Anyway, Brian and Doug manage to escape from the lycanthrope detention center. The road trip begins. Their goal is to reach Maine, the only U.S. state with a sanctioned tolerance of werewolves. I may be reading too much into this, but does that indicate a libertarian orientation on the part of the filmmaker? A conservative would have picked New Hampshire, a liberal or socialist would have picked Vermont, but neither would be appropriate. Maine is individualistic and iconoclastic in a way that defies followers of ideology. Also, there is the matter that the various police forces (and they are everywhere) never ask for your driver’s license as ID, but for your National Identity Card. Hmm, that’s a giveaway.

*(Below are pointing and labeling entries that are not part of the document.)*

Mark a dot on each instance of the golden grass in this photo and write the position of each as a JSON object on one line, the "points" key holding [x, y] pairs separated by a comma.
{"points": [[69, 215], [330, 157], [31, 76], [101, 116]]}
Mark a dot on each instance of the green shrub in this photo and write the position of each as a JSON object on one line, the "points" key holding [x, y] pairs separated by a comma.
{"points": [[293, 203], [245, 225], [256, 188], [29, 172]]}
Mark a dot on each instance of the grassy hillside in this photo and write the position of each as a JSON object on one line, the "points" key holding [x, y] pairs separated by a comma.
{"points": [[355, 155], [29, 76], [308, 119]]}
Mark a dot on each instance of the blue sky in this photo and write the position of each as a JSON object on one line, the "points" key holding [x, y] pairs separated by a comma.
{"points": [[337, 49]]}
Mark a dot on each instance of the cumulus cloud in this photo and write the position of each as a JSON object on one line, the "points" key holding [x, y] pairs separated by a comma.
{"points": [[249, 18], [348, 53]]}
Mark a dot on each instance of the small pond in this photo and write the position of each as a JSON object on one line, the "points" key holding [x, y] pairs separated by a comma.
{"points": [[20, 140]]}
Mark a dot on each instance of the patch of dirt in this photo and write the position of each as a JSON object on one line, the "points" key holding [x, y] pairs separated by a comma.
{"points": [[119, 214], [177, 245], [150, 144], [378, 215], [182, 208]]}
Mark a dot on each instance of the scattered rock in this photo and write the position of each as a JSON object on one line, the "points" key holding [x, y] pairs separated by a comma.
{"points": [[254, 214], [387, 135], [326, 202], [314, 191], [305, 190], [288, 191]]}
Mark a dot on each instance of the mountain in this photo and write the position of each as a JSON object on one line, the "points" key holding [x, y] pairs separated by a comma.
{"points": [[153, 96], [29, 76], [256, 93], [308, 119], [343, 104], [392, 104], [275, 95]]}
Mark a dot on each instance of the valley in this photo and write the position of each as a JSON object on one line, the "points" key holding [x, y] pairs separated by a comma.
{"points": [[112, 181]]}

On the road to Maine, a substantial (and the funniest) part of the movie involves a stopover to see Brian’s family. He’s afraid that if he gets to Maine, he will never be able to see them again, and he’s very family oriented. This is not without tension for Brian. His family knows that he is a werewolf, and accepts that. But will they be able to accept his homosexuality, and the fact that Doug is as old as his father? Not to worry. Brian’s kin are a parody of hippiedom, and there are plenty of thrills and laughs as the bounty hunters and police close in on them at a full moon.
So, do Doug and Brian make it to Maine? I won’t give that away, except to say that this is one case where I hope there will be movie sequels, perhaps even a TV series in the works.